Quantum inequalities may be inherently encoded in vacuum fluctuation behavior.

Abstract

In this paper we consider the question of the degree to which negative and positive energy are intertwined. We examine in more detail a previously studied quantum state of the massless minimally coupled scalar field, which we call a ``Helfer state''. This is a state in which the energy density can be made arbitrarily negative over an arbitrarily large region of space, but only at one instant in time. In the Helfer state, the negative energy density is accompanied by rapidly time-varying energy fluxes.
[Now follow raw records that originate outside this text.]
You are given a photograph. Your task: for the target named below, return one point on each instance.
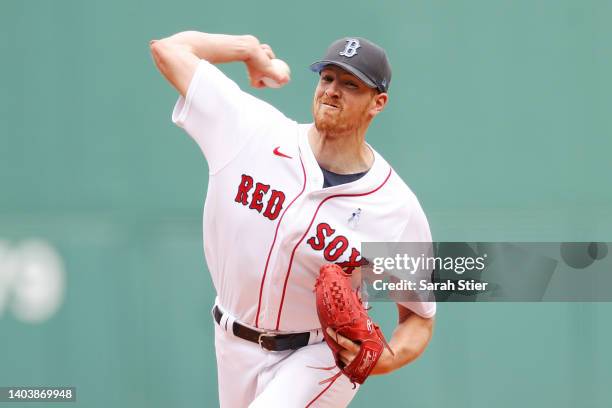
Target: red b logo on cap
(351, 48)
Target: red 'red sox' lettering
(257, 199)
(336, 248)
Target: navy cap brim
(319, 65)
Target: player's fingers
(268, 51)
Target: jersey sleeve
(417, 230)
(220, 117)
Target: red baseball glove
(340, 307)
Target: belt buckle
(260, 340)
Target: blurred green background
(499, 120)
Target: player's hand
(384, 364)
(259, 66)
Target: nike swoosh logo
(276, 152)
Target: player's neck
(346, 154)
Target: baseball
(281, 66)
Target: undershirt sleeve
(219, 116)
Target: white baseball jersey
(268, 223)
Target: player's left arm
(409, 340)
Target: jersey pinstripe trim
(280, 309)
(263, 278)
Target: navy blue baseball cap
(362, 58)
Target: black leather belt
(270, 342)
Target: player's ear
(379, 102)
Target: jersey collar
(314, 176)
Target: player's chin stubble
(330, 122)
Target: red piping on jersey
(280, 309)
(263, 278)
(322, 392)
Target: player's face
(342, 103)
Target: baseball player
(284, 198)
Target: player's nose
(332, 90)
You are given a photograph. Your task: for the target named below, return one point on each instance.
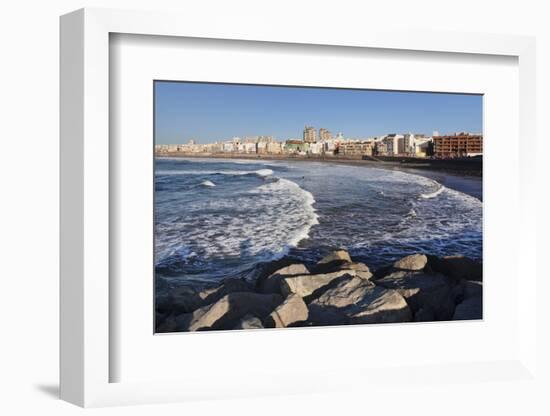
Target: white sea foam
(264, 222)
(208, 183)
(433, 194)
(259, 172)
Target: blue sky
(210, 112)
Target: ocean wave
(433, 194)
(208, 183)
(263, 223)
(259, 172)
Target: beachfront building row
(325, 144)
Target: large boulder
(361, 270)
(346, 292)
(355, 301)
(291, 312)
(272, 282)
(249, 322)
(457, 267)
(338, 255)
(423, 290)
(380, 306)
(309, 284)
(185, 301)
(226, 312)
(413, 262)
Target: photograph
(298, 206)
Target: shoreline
(337, 290)
(457, 176)
(466, 167)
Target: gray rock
(338, 255)
(291, 312)
(457, 267)
(249, 322)
(470, 308)
(184, 301)
(272, 282)
(306, 285)
(361, 270)
(380, 306)
(346, 292)
(412, 262)
(226, 312)
(423, 290)
(321, 316)
(356, 301)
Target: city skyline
(208, 112)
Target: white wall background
(29, 205)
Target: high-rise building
(324, 135)
(309, 134)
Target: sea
(220, 218)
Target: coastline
(461, 177)
(337, 290)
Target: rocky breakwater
(335, 291)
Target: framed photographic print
(316, 228)
(234, 208)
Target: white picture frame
(86, 353)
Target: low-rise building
(359, 148)
(458, 145)
(295, 146)
(274, 148)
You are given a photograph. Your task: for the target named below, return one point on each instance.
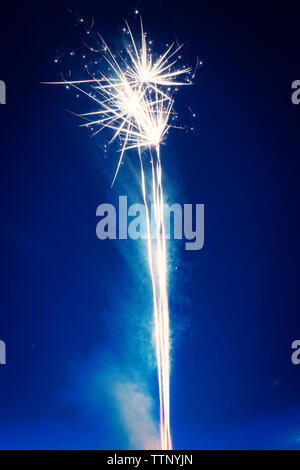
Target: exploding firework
(135, 100)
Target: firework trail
(135, 101)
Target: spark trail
(135, 101)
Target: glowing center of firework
(135, 102)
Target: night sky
(75, 311)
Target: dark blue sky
(75, 311)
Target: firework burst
(135, 101)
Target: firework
(135, 101)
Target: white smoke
(135, 407)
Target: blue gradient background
(74, 311)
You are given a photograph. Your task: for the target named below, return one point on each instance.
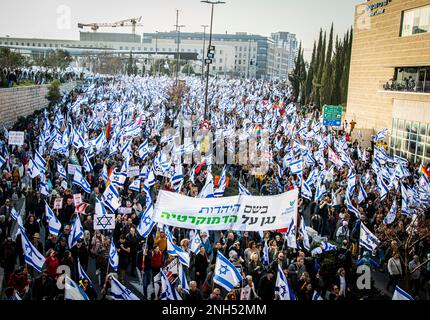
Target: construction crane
(133, 22)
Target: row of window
(411, 140)
(416, 21)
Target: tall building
(389, 83)
(238, 55)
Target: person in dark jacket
(266, 286)
(201, 266)
(43, 287)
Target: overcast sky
(50, 18)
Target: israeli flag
(143, 150)
(177, 178)
(367, 239)
(196, 243)
(362, 195)
(351, 181)
(120, 292)
(118, 179)
(177, 251)
(40, 162)
(82, 274)
(113, 256)
(296, 166)
(146, 223)
(391, 216)
(72, 291)
(76, 232)
(61, 170)
(382, 188)
(54, 225)
(208, 189)
(226, 275)
(219, 192)
(265, 258)
(350, 207)
(2, 161)
(380, 135)
(110, 198)
(183, 279)
(316, 296)
(135, 185)
(80, 180)
(99, 208)
(400, 294)
(282, 288)
(168, 291)
(305, 237)
(88, 167)
(31, 255)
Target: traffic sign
(332, 115)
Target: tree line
(325, 79)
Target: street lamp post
(203, 52)
(210, 44)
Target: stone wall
(23, 101)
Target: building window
(416, 21)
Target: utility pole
(203, 52)
(178, 29)
(210, 44)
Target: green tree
(53, 95)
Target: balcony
(405, 86)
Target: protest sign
(241, 213)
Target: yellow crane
(133, 23)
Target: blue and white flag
(296, 166)
(362, 195)
(54, 225)
(76, 232)
(282, 288)
(316, 296)
(183, 279)
(82, 274)
(143, 150)
(31, 255)
(61, 170)
(391, 216)
(168, 291)
(80, 180)
(208, 189)
(196, 243)
(135, 185)
(113, 256)
(226, 275)
(400, 294)
(219, 192)
(174, 250)
(243, 190)
(110, 198)
(350, 206)
(380, 135)
(99, 207)
(40, 162)
(120, 292)
(367, 239)
(177, 178)
(351, 181)
(146, 223)
(118, 179)
(72, 291)
(88, 167)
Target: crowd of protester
(331, 274)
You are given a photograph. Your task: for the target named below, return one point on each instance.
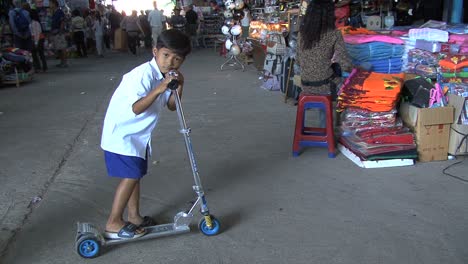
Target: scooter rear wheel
(88, 246)
(215, 228)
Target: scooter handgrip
(173, 84)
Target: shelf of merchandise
(211, 29)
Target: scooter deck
(152, 232)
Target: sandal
(147, 221)
(128, 231)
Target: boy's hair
(176, 41)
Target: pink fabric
(360, 39)
(398, 33)
(459, 39)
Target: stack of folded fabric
(381, 143)
(377, 92)
(377, 53)
(370, 127)
(423, 63)
(454, 67)
(357, 120)
(460, 39)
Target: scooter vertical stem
(188, 145)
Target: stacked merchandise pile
(370, 128)
(15, 66)
(454, 68)
(454, 80)
(423, 63)
(375, 52)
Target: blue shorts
(125, 166)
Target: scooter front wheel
(88, 246)
(209, 231)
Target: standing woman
(58, 32)
(99, 33)
(78, 27)
(320, 49)
(245, 22)
(38, 43)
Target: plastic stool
(314, 136)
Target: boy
(131, 117)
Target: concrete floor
(273, 208)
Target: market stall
(385, 106)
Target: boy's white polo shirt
(124, 132)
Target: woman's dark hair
(34, 15)
(98, 16)
(318, 20)
(174, 40)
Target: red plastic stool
(314, 136)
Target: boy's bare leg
(122, 196)
(134, 206)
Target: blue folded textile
(382, 66)
(374, 51)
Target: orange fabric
(454, 62)
(349, 30)
(376, 92)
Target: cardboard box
(458, 133)
(431, 127)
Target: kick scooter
(89, 239)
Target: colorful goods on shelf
(377, 92)
(377, 53)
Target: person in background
(164, 22)
(146, 28)
(177, 21)
(98, 28)
(155, 19)
(19, 23)
(191, 27)
(58, 33)
(114, 20)
(133, 28)
(245, 22)
(78, 29)
(320, 45)
(38, 43)
(90, 38)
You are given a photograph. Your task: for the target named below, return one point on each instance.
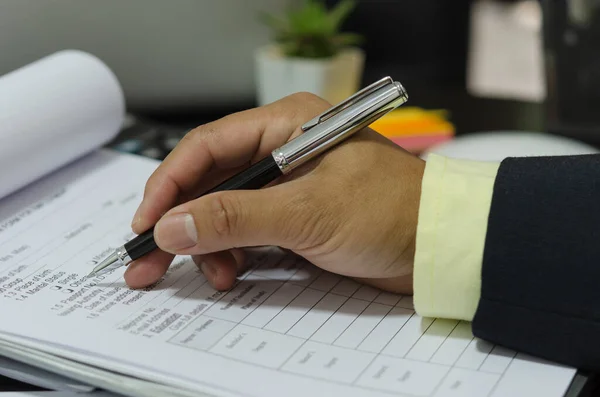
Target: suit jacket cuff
(453, 215)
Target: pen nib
(104, 264)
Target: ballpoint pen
(319, 135)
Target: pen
(319, 134)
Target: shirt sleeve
(453, 215)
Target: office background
(188, 61)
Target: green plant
(312, 31)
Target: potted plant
(310, 53)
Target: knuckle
(200, 135)
(225, 214)
(152, 183)
(305, 219)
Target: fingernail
(209, 271)
(176, 232)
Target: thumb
(220, 221)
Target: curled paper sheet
(54, 111)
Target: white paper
(506, 56)
(52, 111)
(287, 328)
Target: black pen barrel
(254, 177)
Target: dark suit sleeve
(540, 291)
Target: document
(286, 328)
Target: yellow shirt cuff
(453, 215)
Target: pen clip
(347, 103)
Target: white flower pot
(333, 79)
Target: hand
(353, 211)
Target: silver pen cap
(340, 122)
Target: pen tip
(103, 265)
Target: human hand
(353, 211)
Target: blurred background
(469, 66)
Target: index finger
(230, 142)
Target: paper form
(286, 327)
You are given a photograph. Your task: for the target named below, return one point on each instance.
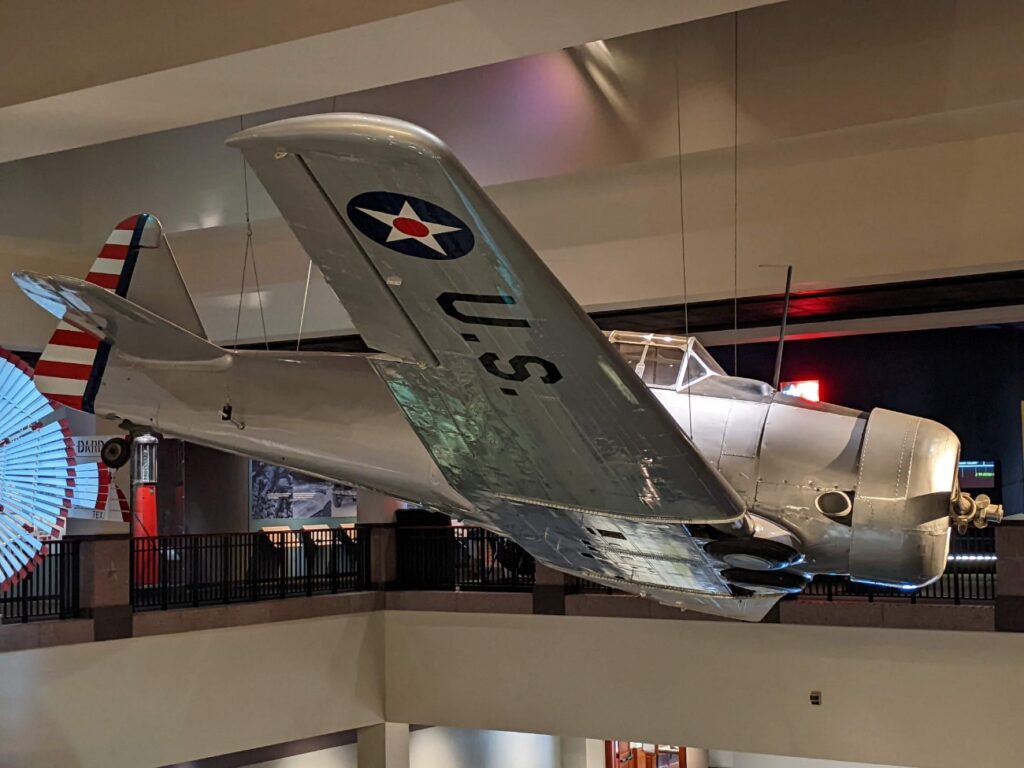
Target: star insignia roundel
(410, 225)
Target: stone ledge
(239, 614)
(44, 634)
(889, 614)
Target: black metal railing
(50, 591)
(208, 568)
(460, 558)
(970, 576)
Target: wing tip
(352, 127)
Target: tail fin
(135, 263)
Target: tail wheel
(116, 453)
(776, 580)
(754, 554)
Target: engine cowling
(906, 481)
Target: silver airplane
(632, 461)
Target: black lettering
(448, 302)
(520, 370)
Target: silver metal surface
(496, 399)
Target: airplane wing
(510, 386)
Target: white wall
(876, 142)
(457, 748)
(336, 757)
(171, 698)
(744, 760)
(724, 685)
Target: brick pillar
(549, 591)
(383, 555)
(104, 585)
(1010, 577)
(384, 745)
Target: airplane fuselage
(799, 467)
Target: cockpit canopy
(666, 361)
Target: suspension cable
(682, 239)
(735, 194)
(250, 252)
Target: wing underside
(525, 408)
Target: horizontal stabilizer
(133, 331)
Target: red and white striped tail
(72, 365)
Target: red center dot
(412, 227)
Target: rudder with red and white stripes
(72, 366)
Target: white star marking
(408, 225)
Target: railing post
(308, 547)
(283, 559)
(105, 585)
(549, 591)
(332, 562)
(194, 554)
(24, 586)
(255, 565)
(160, 544)
(225, 566)
(382, 550)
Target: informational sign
(92, 485)
(977, 475)
(276, 493)
(809, 389)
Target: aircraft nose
(901, 509)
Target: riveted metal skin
(496, 399)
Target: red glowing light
(809, 389)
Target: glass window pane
(694, 371)
(663, 366)
(632, 353)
It is the latter feature which allows the quantum inequalities, bounds which restrict the magnitude and duration of negative energy, to hold for this class of states. An observer who initially passes through the negative energy region will quickly encounter fluxes of positive energy which subsequently enter the region. We examine in detail the correlation between the energy density and flux in the Helfer state in terms of their expectation values. We then study the correlation function between energy density and flux in the Minkowski vacuum state, for a massless minimally coupled scalar field in both two and four dimensions. In this latter analysis we examine correlation functions rather than expectation values. Remarkably, we see qualitatively similar behavior to that in the Helfer state. More specifically, an initial negative energy vacuum fluctuation in some region of space is correlated with a subsequent flux fluctuation of positive energy into the region. We speculate that the mechanism which ensures that the quantum inequalities hold in the Helfer state, as well as in other quantum states associated with negative energy, is, at least in some sense, already ``encoded'' in the fluctuations of the vacuum.